Version: 1.0 Status: Draft Last Updated: 2025-08-17

By: Anant Kulkarni


Introduction

The Gold Data Points (GDP) Framework is a structured approach for transforming raw enterprise data into business-ready insights for C-suite decision-making.
It defines the layers, canonical models, and governance principles that allow data to move from ERP/CRM/HRMS systems into trusted financial, sales, and operational metrics.

  • Why GDP? Raw data is noisy, siloed, and system-specific.
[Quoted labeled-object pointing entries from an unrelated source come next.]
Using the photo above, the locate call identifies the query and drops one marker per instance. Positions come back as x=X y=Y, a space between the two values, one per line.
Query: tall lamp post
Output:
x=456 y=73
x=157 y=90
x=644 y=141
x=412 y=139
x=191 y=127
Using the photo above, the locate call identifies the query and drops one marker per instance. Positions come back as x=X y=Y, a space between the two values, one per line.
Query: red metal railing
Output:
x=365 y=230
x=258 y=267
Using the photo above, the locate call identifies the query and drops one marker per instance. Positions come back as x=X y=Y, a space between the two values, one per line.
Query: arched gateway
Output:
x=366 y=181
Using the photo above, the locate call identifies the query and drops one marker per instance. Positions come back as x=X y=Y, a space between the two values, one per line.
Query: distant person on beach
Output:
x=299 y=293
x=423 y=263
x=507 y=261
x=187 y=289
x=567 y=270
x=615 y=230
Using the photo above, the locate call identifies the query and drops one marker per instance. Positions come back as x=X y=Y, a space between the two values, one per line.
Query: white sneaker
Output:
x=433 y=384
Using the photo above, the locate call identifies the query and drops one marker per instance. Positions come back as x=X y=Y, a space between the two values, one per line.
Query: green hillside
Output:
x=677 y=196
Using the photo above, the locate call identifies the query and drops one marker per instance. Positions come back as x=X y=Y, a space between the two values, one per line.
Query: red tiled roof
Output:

GDP abstracts this into a small, finite set of enterprise metrics — the “gold” numbers that leaders actually use.
  • Target Users: CFOs, Sales Heads, COOs (domain-wise packs).
  • Design Philosophy: Keep raw data intact (bronze), reduce and align into GDP (silver → gold), and expose only the important facts that drive enterprise intelligence.

Layered Architecture

Core Systems (ERP / CRM / HRMS / Mfg)  
Bronze Layer → Raw Data (immutable, CDC, no joins)  
Silver Layer → Standardized / GDP Tables (typed, deduped, aligned to canonical keys)  
Gold Layer → GDP → KPI Tables (enterprise-ready metrics, anomaly checks, contracts)  
Executive Packs → CFO, CGO, COO Dashboards & Reports

Bronze (Raw)

  • Immutable copies of source tables.
  • Schema as-is (system-specific).
  • Used for traceability, never directly queried by business.
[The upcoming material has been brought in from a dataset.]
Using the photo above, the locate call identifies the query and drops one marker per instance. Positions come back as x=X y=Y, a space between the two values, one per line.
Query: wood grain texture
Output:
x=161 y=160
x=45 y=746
Silver (Standardized / GDP Base)

  • Transformations applied: deduplication, typing, harmonization.
  • Canonical dimensions introduced: Customer, Product, Calendar, Org, Plant/Project.
  • Still near-source shape but readable.

Gold (GDP → KPI)

  • Gold Data Points are business-critical facts abstracted from GDP tables.
  • Examples: Revenue, AR Aging, Liquidity Ratios, Headcount, OEE, Pipeline Velocity.
  • Governed semantic layer ensures consistent definitions across domains.

GDP Table Families

GDP Table Type Description Example Tables
Universal Cross-enterprise canonical tables Date/Fiscal Calendar, Organization, Customer Master
Finance Core financial abstractions Invoices, Payments Received, Credit/Debit Notes, AR, AP
Sales Commercial and pipeline views Orders, Pipeline Stages, Conversion Ratios
Operations Production and supply chain Plant Output, OEE, On-Time Delivery
People Workforce abstractions Headcount, Attrition, Cost per Employee

Canonical Dimensions

GDP uses canonical building blocks that remain consistent across industries:

  • Date / Fiscal Calendar – standardizes holidays, fiscal years, org-level and unit-level calendars.
  • Organization – companies, plants, projects, stores (depending on industry).
  • Customer – harmonized view across CRM, ERP, and finance.
  • Product / Service – common catalog for revenue and cost analysis.
  • People – employees, contractors, units for HR/finance ratios.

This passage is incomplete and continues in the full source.